MONTHLY    *    Vol 15-02 No:170    *   FEBRUARY 2001 / ZIL-HIJJA 1421H
  email: editor@islamicvoice.com

EID-UL-AZHA & QURBANI


Qurbani - Sacrifice
Spirit of Sacrifice
Takbeer-e-Tashreeq

Qurbani - Sacrifice

IN Islam sacrifice, commonly known as Qurbani, means slaughter of a permissible animal in the name of Allah on the 10th, 11th or 12th of the Islamic month of Zil Hijjah.

Religious Significance

It is Sunnah (a symbolic obligation) practised by Holy Prophet Muhammad (Pbuh) in an essential religious rite in memory of the sacrifice performed by Prophet Abraham. God put Abraham to a most difficult trial, the details of which are described in the Quran. “O my Lord! Grant me (Abraham) a righteous (son)!” So We gave him the good news of a boy ready to suffer and forbear. “Then, when the (the son) reached the age of serious work with him, he said: “O my son I see in a vision that I offer you in sacrifice: Now say what is your view!” (The son) said: “O My father! Do as you are commanded: You will find me if God so wills, one practising patience and constancy!” So when they had both submitted their wills (to God), and he had made him prostrate on his face (for sacrifice), We called out to him: “O Abraham! You have already fulfilled the vision!” Thus indeed do we reward those who do right. “For this was obviously a trial and We ransomed him with a momentous sacrifice: and We left (this blessing) for him among generations (to come) in later times: Peace and salutation to Abraham! (37:100-109).

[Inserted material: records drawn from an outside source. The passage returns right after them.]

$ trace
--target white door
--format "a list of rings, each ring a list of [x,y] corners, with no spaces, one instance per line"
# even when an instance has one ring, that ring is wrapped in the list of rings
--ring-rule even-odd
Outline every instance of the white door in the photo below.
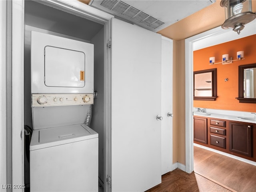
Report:
[[[111,28],[112,191],[144,191],[161,182],[161,36],[116,19]]]
[[[162,37],[161,74],[162,174],[172,166],[172,40]]]

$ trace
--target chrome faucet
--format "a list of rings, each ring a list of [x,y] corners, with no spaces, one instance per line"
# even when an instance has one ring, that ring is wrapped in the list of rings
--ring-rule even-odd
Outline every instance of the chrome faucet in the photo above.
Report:
[[[204,110],[206,110],[206,109],[205,108],[203,108],[203,109],[201,109],[200,108],[196,108],[196,109],[197,109],[197,110],[196,110],[196,112],[204,112]]]

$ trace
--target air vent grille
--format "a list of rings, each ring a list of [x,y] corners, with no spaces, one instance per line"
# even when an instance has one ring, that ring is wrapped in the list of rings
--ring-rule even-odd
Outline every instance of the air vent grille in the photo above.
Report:
[[[100,5],[153,29],[156,29],[164,24],[164,22],[122,1],[103,0]]]

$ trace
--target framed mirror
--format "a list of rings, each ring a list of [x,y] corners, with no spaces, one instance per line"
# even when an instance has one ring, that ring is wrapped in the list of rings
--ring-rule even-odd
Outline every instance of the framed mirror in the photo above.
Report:
[[[217,97],[217,69],[194,71],[194,100],[215,101]]]
[[[238,66],[240,103],[256,103],[256,63]]]

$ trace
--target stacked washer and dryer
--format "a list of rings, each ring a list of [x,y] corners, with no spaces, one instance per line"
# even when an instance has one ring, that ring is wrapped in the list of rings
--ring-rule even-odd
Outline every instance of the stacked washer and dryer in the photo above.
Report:
[[[98,191],[93,44],[31,32],[31,192]]]

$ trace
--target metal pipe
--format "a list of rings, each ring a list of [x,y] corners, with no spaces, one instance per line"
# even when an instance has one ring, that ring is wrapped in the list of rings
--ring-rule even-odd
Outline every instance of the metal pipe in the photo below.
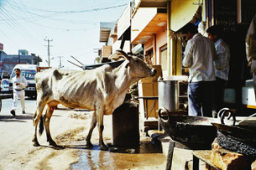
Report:
[[[171,59],[171,38],[170,38],[170,0],[167,1],[167,67],[168,75],[172,75],[172,59]]]

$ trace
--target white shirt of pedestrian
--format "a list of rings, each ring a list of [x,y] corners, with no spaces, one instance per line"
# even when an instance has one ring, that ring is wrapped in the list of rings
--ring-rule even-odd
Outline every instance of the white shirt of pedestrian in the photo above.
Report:
[[[214,44],[201,33],[188,40],[184,52],[182,64],[190,70],[189,81],[215,80],[213,60],[216,59]]]
[[[12,81],[13,90],[23,90],[27,86],[27,80],[22,75],[13,77]],[[17,85],[17,83],[19,85]]]

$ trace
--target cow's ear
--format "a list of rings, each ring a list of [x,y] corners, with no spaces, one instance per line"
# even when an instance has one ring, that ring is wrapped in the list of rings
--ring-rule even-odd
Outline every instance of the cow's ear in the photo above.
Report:
[[[127,54],[124,51],[118,49],[117,52],[122,54],[126,59],[130,59],[132,57]]]

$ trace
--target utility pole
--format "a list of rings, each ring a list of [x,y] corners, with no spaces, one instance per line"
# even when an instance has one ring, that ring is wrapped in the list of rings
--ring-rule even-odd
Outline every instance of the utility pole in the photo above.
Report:
[[[63,58],[63,56],[59,56],[58,58],[60,58],[60,68],[62,68],[63,66],[61,65],[61,58]]]
[[[48,66],[50,67],[50,47],[52,47],[52,45],[50,45],[50,42],[53,41],[53,39],[44,39],[44,41],[47,41],[47,51],[48,51]],[[46,45],[44,45],[46,46]]]

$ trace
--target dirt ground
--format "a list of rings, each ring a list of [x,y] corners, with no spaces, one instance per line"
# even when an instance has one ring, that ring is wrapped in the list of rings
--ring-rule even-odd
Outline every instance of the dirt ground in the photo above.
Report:
[[[57,144],[65,148],[49,146],[44,132],[39,137],[41,146],[35,147],[31,142],[34,132],[32,125],[34,108],[29,109],[25,115],[0,117],[0,169],[165,168],[166,157],[159,152],[146,152],[145,148],[149,147],[147,146],[139,153],[134,154],[100,151],[97,128],[91,137],[95,147],[86,149],[85,138],[91,111],[65,108],[56,110],[50,121],[50,131]],[[111,143],[112,116],[104,116],[104,142]]]

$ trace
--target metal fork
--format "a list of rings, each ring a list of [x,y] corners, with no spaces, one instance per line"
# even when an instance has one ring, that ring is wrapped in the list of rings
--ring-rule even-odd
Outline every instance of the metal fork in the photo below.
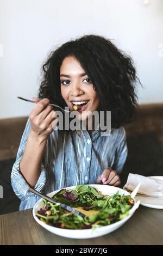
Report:
[[[20,97],[19,96],[18,96],[17,97],[18,99],[20,99],[21,100],[25,100],[26,101],[28,101],[28,102],[33,102],[33,103],[35,103],[33,100],[27,100],[27,99],[24,99],[24,98],[23,98],[22,97]],[[58,105],[56,105],[55,104],[52,104],[51,103],[49,103],[49,105],[51,105],[53,107],[57,107],[58,108],[59,108],[59,109],[60,109],[62,112],[71,112],[71,111],[69,111],[68,110],[65,110],[65,109],[64,109],[62,107],[60,107]]]
[[[45,198],[47,201],[51,202],[51,203],[53,203],[53,204],[58,204],[59,203],[59,204],[60,204],[60,206],[62,207],[62,208],[64,208],[64,209],[67,210],[67,211],[73,214],[78,214],[78,215],[80,215],[80,216],[82,216],[82,217],[85,216],[84,214],[78,211],[77,210],[75,209],[74,208],[72,208],[72,207],[70,207],[69,205],[67,205],[65,204],[62,204],[59,202],[56,201],[56,200],[53,199],[53,198],[52,198],[51,197],[49,197],[48,196],[46,196],[45,194],[41,194],[41,193],[38,192],[32,188],[32,187],[29,188],[29,191],[30,191],[32,193],[33,193],[34,194],[36,194],[37,196],[39,196],[40,197],[42,197],[42,198]]]

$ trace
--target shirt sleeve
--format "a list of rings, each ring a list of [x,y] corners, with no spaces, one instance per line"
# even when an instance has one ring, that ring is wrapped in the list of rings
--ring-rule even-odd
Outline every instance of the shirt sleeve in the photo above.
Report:
[[[20,169],[20,162],[24,151],[30,131],[30,124],[29,119],[28,119],[21,141],[16,161],[14,164],[11,175],[12,188],[16,196],[22,200],[25,200],[29,199],[29,197],[35,196],[35,195],[28,191],[29,186],[21,174]],[[42,163],[41,163],[41,167],[40,174],[34,188],[35,190],[39,192],[42,192],[43,190],[46,179],[46,170]]]
[[[115,170],[118,174],[122,170],[128,154],[126,131],[123,127],[122,127],[122,136],[118,144],[114,162],[112,166],[112,169]]]

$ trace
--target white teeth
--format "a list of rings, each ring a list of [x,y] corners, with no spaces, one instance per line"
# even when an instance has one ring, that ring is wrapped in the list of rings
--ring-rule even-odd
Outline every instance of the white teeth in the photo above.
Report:
[[[74,105],[80,105],[81,104],[84,104],[84,103],[87,103],[87,101],[72,101],[72,103]]]

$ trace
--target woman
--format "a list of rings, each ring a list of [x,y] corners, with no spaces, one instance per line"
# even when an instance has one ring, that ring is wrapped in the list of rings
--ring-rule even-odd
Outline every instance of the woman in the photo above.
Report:
[[[45,193],[82,184],[120,186],[127,156],[122,125],[131,121],[136,104],[131,58],[103,36],[89,35],[64,44],[51,53],[43,71],[11,173],[22,200],[20,210],[39,199],[28,192],[29,186]],[[76,106],[77,119],[86,120],[87,130],[57,129],[58,117],[49,102],[71,111]],[[112,132],[107,136],[101,136],[93,119],[90,130],[84,114],[101,111],[111,111]]]

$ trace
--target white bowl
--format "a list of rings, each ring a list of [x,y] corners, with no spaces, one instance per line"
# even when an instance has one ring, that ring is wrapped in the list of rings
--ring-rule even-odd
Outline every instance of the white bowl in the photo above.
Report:
[[[90,184],[89,184],[90,185]],[[118,187],[114,187],[112,186],[103,185],[91,185],[99,191],[101,191],[103,194],[109,195],[112,194],[116,193],[118,191],[120,191],[122,194],[124,194],[125,195],[129,195],[130,193],[125,190],[123,190]],[[68,187],[65,188],[66,189],[74,188],[75,186],[72,187]],[[54,194],[57,193],[59,190],[50,193],[48,194],[50,197],[52,197]],[[129,215],[123,220],[117,221],[113,224],[110,224],[104,227],[97,228],[96,229],[66,229],[64,228],[55,228],[48,225],[42,221],[40,221],[35,215],[35,214],[38,210],[43,207],[43,199],[41,198],[34,205],[33,210],[33,215],[35,221],[42,227],[48,230],[50,232],[56,235],[64,236],[68,238],[76,238],[78,239],[86,239],[88,238],[97,237],[101,236],[106,234],[110,233],[114,230],[115,230],[117,228],[120,228],[127,221],[128,221],[131,216],[134,214],[135,210],[138,208],[140,204],[140,201],[137,201],[136,203],[135,201],[135,204],[133,208],[129,211]]]

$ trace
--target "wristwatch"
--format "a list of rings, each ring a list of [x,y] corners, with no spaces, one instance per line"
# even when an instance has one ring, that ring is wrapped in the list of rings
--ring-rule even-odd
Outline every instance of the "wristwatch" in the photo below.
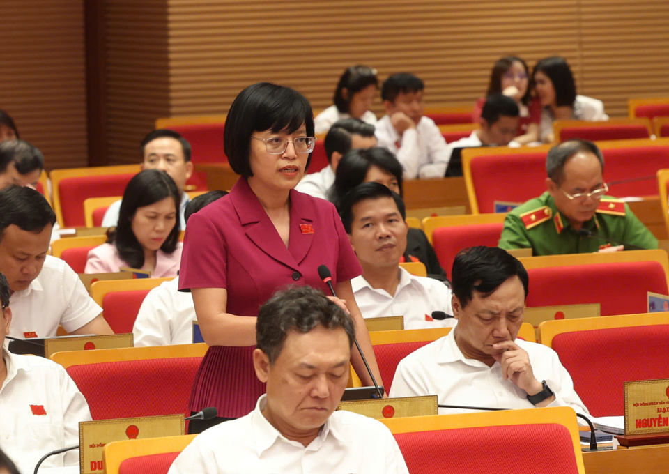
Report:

This is the origin of the Islamic precept of sacrifice in fulfilment of God’s command provided in the Quran: “... to your Lord turn in prayer and sacrifice.” (108:2).

The aim of sacrifice, like all other fundamentals of Islam, is to imbibe piety and self righteousness. It also promotes the spirit of sacrifice for a right cause. To explain its purpose, God says in the Quran. “It is not their meat, nor their blood, that reaches God, It is their piety that reaches God”: (22:37)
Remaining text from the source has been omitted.